Note: The quotes and many ideas from this section sprang from the first chapter of Denny Burk and Heath Lambert’s book Transforming Homosexuality.
As the gay movement continues to blossom many positive aspects of relationships between people of the same sex are destroyed. A good example of this is found in the APA’s definition of sexual orientation:
Sexual orientation refers to an enduring pattern of emotional, romantic, and/or sexual attraction to men, women, or both sexes…
When I read this my question was, “Why is emotional attraction part of sexual orientation?” I understand why “romantic and sexual attraction” are included. Sexual orientation must include the erotic or it is not sexual. But I do not understand why they include emotional attraction. Can a man be emotionally attracted to another man and it not be sexual? Can a son love a father or a brother love a brother and it not be sexual? Can football players admire one another and it not be sexual? Of course they can. And they have throughout all of history. The clearest Biblical example is David’s love for Jonathan. But we also have the disciple leaning on Jesus at the Last Supper. We have Paul’s love for Timothy. We have the church at Ephesus weeping when Paul left, which included men and elders. History is filled with men loving one another, admiring one another, praising one another’s virtues, and finding them emotionally attractive, without the relationship being sexual.

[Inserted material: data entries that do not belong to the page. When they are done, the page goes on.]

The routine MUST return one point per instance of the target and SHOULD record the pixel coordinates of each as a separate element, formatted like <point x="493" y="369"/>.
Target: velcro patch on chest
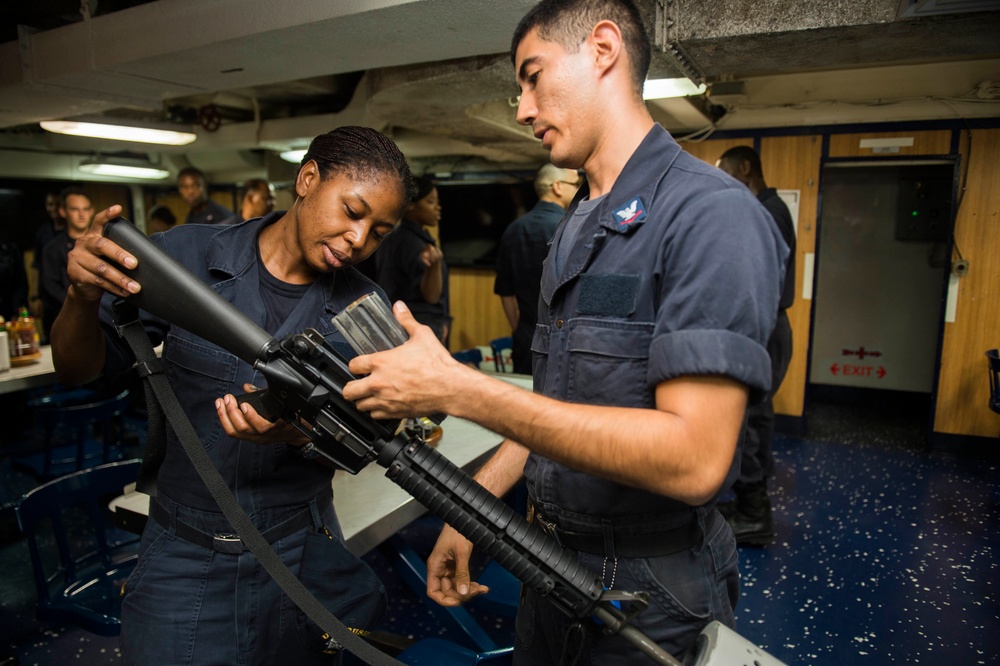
<point x="632" y="212"/>
<point x="608" y="295"/>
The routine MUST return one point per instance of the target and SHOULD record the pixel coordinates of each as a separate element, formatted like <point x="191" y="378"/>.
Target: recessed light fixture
<point x="294" y="156"/>
<point x="123" y="168"/>
<point x="114" y="129"/>
<point x="662" y="88"/>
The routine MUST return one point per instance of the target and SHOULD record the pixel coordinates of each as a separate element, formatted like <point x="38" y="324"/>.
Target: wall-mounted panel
<point x="937" y="142"/>
<point x="962" y="394"/>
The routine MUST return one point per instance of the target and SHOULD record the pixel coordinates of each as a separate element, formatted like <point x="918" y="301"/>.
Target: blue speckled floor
<point x="881" y="557"/>
<point x="884" y="555"/>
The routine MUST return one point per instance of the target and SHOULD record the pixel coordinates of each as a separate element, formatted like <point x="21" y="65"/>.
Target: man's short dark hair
<point x="568" y="22"/>
<point x="72" y="191"/>
<point x="739" y="154"/>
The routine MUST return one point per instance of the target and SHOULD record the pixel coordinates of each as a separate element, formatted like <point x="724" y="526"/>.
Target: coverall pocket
<point x="343" y="583"/>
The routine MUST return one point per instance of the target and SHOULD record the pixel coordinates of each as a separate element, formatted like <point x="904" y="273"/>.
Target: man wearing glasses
<point x="523" y="248"/>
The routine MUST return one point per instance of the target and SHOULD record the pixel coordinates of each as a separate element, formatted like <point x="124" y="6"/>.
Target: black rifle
<point x="305" y="380"/>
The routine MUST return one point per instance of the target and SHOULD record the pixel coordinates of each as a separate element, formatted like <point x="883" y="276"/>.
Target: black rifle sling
<point x="151" y="369"/>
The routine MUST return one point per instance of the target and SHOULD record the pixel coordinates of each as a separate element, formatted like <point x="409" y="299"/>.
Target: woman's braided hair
<point x="360" y="152"/>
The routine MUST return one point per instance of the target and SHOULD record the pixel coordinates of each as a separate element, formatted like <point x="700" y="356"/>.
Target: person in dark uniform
<point x="523" y="248"/>
<point x="13" y="281"/>
<point x="76" y="208"/>
<point x="258" y="201"/>
<point x="160" y="219"/>
<point x="192" y="188"/>
<point x="190" y="601"/>
<point x="46" y="232"/>
<point x="657" y="300"/>
<point x="750" y="513"/>
<point x="410" y="265"/>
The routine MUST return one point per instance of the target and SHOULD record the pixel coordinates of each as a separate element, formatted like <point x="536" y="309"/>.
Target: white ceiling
<point x="435" y="74"/>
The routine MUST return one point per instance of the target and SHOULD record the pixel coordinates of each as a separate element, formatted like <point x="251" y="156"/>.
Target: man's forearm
<point x="78" y="350"/>
<point x="504" y="468"/>
<point x="683" y="454"/>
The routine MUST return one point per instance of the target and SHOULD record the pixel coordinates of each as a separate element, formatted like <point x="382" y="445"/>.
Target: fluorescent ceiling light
<point x="109" y="130"/>
<point x="124" y="169"/>
<point x="661" y="88"/>
<point x="294" y="156"/>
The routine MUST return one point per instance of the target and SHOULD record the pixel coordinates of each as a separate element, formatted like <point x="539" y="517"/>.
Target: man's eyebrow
<point x="522" y="72"/>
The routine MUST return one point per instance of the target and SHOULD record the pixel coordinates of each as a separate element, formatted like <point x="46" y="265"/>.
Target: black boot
<point x="751" y="522"/>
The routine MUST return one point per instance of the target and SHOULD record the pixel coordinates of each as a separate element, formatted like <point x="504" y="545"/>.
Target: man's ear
<point x="606" y="41"/>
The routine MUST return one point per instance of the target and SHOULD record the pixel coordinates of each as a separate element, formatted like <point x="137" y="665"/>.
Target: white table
<point x="33" y="375"/>
<point x="372" y="508"/>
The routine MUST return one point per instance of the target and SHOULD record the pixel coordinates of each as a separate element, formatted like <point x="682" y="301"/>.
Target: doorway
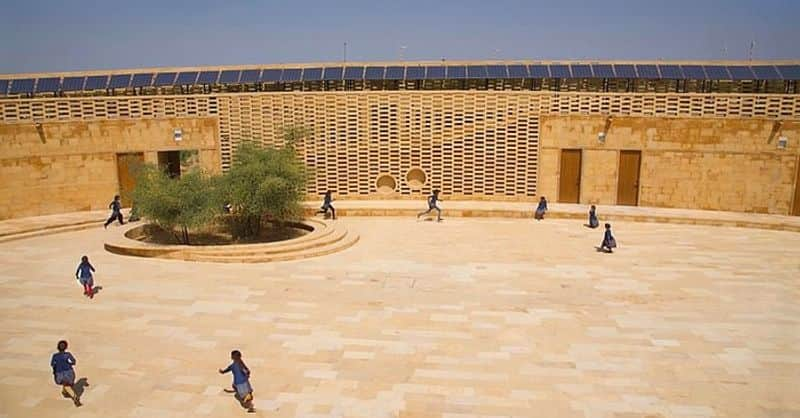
<point x="127" y="168"/>
<point x="569" y="183"/>
<point x="628" y="182"/>
<point x="170" y="163"/>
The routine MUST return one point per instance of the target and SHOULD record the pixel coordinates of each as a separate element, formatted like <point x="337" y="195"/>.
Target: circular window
<point x="386" y="184"/>
<point x="415" y="178"/>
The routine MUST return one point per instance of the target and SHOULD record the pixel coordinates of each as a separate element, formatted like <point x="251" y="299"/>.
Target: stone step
<point x="330" y="236"/>
<point x="345" y="242"/>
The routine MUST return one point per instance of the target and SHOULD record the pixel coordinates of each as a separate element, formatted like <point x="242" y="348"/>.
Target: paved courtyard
<point x="466" y="318"/>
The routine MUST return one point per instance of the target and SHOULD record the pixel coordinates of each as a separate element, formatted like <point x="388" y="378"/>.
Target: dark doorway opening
<point x="170" y="163"/>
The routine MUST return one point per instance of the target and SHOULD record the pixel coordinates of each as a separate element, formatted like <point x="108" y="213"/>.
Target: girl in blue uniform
<point x="541" y="209"/>
<point x="609" y="243"/>
<point x="241" y="380"/>
<point x="432" y="200"/>
<point x="84" y="275"/>
<point x="593" y="221"/>
<point x="326" y="205"/>
<point x="63" y="364"/>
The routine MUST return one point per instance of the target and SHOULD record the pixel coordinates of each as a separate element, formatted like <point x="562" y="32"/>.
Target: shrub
<point x="177" y="205"/>
<point x="264" y="184"/>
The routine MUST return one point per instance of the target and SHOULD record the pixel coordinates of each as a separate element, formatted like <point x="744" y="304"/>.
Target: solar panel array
<point x="410" y="73"/>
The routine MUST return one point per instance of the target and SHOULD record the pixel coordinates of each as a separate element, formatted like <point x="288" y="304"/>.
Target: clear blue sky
<point x="49" y="35"/>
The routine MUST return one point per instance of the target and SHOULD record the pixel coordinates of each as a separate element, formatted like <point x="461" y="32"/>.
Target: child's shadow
<point x="240" y="400"/>
<point x="80" y="386"/>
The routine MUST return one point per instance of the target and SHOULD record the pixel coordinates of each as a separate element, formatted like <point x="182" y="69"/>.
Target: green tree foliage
<point x="264" y="184"/>
<point x="177" y="205"/>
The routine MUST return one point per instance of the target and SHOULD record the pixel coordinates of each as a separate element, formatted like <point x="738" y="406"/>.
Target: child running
<point x="62" y="363"/>
<point x="432" y="204"/>
<point x="609" y="243"/>
<point x="326" y="204"/>
<point x="593" y="222"/>
<point x="241" y="380"/>
<point x="84" y="275"/>
<point x="116" y="212"/>
<point x="541" y="209"/>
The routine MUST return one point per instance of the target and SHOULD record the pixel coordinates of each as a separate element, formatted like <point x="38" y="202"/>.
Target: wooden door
<point x="628" y="183"/>
<point x="569" y="183"/>
<point x="127" y="167"/>
<point x="796" y="204"/>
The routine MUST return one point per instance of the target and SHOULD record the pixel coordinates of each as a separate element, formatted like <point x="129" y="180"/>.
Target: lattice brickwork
<point x="468" y="143"/>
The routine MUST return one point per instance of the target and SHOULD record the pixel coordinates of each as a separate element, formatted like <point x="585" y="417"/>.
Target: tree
<point x="177" y="205"/>
<point x="265" y="184"/>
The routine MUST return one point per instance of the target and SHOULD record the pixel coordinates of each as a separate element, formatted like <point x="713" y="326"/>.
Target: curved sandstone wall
<point x="698" y="151"/>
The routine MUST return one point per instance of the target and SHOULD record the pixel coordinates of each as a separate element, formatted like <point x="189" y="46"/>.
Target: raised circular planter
<point x="324" y="238"/>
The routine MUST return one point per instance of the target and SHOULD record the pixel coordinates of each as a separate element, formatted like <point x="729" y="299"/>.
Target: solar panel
<point x="76" y="83"/>
<point x="165" y="79"/>
<point x="291" y="74"/>
<point x="560" y="71"/>
<point x="250" y="76"/>
<point x="355" y="73"/>
<point x="741" y="72"/>
<point x="789" y="72"/>
<point x="48" y="85"/>
<point x="120" y="81"/>
<point x="517" y="71"/>
<point x="208" y="77"/>
<point x="625" y="71"/>
<point x="496" y="71"/>
<point x="603" y="71"/>
<point x="142" y="80"/>
<point x="477" y="71"/>
<point x="333" y="73"/>
<point x="415" y="73"/>
<point x="395" y="73"/>
<point x="765" y="72"/>
<point x="271" y="75"/>
<point x="671" y="72"/>
<point x="456" y="72"/>
<point x="229" y="77"/>
<point x="693" y="72"/>
<point x="539" y="71"/>
<point x="582" y="71"/>
<point x="434" y="72"/>
<point x="717" y="72"/>
<point x="95" y="82"/>
<point x="647" y="71"/>
<point x="186" y="78"/>
<point x="312" y="74"/>
<point x="22" y="86"/>
<point x="374" y="73"/>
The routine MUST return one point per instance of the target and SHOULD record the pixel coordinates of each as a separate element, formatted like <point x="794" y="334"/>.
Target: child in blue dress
<point x="241" y="380"/>
<point x="84" y="275"/>
<point x="63" y="364"/>
<point x="541" y="209"/>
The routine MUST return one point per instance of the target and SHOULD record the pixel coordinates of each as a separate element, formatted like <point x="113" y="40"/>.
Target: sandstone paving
<point x="464" y="318"/>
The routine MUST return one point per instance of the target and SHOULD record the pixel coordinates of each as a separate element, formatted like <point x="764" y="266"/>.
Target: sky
<point x="50" y="36"/>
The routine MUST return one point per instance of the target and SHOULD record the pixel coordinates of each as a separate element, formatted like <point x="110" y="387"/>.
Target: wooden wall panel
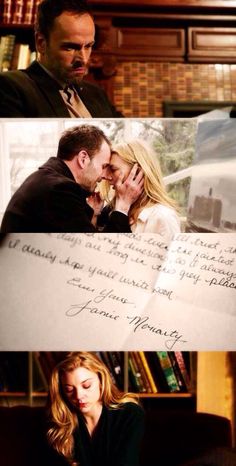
<point x="211" y="44"/>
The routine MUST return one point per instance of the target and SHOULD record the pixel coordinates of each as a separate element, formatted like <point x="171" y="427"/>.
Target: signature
<point x="143" y="323"/>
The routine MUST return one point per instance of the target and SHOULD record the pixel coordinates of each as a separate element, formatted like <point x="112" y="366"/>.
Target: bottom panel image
<point x="116" y="408"/>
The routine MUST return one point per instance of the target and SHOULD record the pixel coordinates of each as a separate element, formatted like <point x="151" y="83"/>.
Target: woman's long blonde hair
<point x="137" y="151"/>
<point x="62" y="416"/>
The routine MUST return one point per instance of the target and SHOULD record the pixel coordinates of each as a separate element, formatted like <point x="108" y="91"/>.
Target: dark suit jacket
<point x="50" y="200"/>
<point x="33" y="93"/>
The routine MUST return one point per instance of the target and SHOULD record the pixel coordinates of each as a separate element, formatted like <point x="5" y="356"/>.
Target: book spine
<point x="148" y="372"/>
<point x="7" y="52"/>
<point x="177" y="372"/>
<point x="36" y="3"/>
<point x="29" y="12"/>
<point x="137" y="373"/>
<point x="17" y="15"/>
<point x="168" y="371"/>
<point x="145" y="380"/>
<point x="24" y="57"/>
<point x="7" y="12"/>
<point x="104" y="355"/>
<point x="117" y="369"/>
<point x="183" y="369"/>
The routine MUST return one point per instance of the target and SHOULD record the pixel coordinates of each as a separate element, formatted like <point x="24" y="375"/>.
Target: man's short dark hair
<point x="84" y="137"/>
<point x="48" y="10"/>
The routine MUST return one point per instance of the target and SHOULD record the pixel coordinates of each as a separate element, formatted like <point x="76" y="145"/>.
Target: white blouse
<point x="157" y="219"/>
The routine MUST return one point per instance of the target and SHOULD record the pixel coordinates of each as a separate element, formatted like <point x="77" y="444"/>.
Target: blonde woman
<point x="154" y="211"/>
<point x="91" y="422"/>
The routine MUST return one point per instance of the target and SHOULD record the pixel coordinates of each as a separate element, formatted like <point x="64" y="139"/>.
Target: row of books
<point x="18" y="11"/>
<point x="159" y="372"/>
<point x="14" y="56"/>
<point x="149" y="372"/>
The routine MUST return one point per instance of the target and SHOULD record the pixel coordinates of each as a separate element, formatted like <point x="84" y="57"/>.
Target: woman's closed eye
<point x="86" y="385"/>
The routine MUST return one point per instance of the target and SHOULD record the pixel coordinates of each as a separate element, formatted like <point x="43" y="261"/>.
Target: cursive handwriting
<point x="142" y="323"/>
<point x="76" y="309"/>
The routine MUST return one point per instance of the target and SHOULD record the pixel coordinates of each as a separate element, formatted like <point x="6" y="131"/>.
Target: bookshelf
<point x="213" y="384"/>
<point x="34" y="390"/>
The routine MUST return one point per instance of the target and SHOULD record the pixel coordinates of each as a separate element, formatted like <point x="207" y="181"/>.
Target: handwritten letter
<point x="117" y="291"/>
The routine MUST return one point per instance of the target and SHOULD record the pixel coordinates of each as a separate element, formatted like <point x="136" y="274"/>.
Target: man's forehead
<point x="70" y="17"/>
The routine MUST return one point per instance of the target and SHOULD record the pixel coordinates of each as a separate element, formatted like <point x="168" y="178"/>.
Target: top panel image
<point x="116" y="59"/>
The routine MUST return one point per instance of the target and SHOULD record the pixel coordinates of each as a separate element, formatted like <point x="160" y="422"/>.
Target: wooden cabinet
<point x="150" y="44"/>
<point x="212" y="44"/>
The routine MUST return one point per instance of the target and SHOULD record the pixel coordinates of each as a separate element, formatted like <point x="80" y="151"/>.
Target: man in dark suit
<point x="53" y="86"/>
<point x="54" y="198"/>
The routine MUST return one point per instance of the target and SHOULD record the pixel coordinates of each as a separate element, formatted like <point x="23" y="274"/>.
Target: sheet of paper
<point x="117" y="292"/>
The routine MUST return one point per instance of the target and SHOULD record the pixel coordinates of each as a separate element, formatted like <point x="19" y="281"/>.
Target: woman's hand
<point x="128" y="190"/>
<point x="95" y="201"/>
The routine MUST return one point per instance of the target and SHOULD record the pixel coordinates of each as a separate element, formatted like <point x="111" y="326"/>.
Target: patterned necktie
<point x="75" y="105"/>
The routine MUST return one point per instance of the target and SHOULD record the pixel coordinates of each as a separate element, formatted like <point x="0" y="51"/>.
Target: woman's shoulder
<point x="129" y="409"/>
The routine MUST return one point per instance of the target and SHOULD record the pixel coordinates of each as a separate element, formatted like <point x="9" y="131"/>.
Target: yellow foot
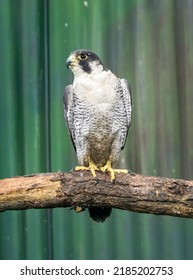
<point x="107" y="168"/>
<point x="92" y="168"/>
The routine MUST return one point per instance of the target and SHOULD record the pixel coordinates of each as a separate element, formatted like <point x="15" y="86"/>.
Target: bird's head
<point x="84" y="62"/>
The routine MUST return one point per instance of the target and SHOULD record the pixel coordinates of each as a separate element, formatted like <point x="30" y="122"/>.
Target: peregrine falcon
<point x="97" y="110"/>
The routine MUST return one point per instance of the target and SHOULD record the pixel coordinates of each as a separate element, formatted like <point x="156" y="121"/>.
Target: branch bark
<point x="79" y="190"/>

Lest you feel I am too picky notice that little word “or” in the definition. Of course sexual attraction will include emotional attraction. But the word “or” indicates that emotional attraction can be the sole indicator of sexual orientation. Really? There can be no sexual component and yet it still be sexual? Wesley argues the same thing in his book Spiritual Friendship. He says that same sex attraction cannot be reduced to sex, but includes a desire for same-sex friendship and maybe even a preference of same sex companions. But this latter part has nothing to do with homosexuality. Men have often preferred the company of men to women without the relationship being erotic at all. In fact, one could argue that outside of bed and some social functions, most men throughout most of history have preferred the company of other men to women, even their wives, for work, play, and study.
It seems to me that if we are not sexually attracted to members of the same sex what type of attraction is left? Emotional attraction would be a good way to describe it. Most of the relationships between members of the same sex throughout history have been of this kind. What is admiration, but emotional attraction? What is the love of two soldiers who have endured war, but a type of emotional bond or attraction? What is the love of sister for sister, but a type of emotional attraction? Can a young boy admire a man and it not be latent sexual desires? I should hope so!
We see here again the sexualization of all relationships. I believe most men and perhaps women, feel that any admiration for someone of the same sex, any emotional joy at being in their presence, any delight in their company, must be evidence of some underlying sexual attraction. The push for the normalization of sodomy is destroying normal relationships between members of the same sex. That is a terrible thing.
As Christians we must fight homosexuality on several fronts. But one of the least talked about is the need for men to learn to love men, and women love women, rightly. Emotional attraction is a huge part of this. We must be able to love each other , laugh with one another, weep with one another, prefer the company of someone of the same sex, praise each other, and that not be squished through the homosexual grid. A man can love another man and be emotionally attracted to him and it not be sexual. If we don’t believe that then I am not sure we can ever recover a Biblical view of relationships.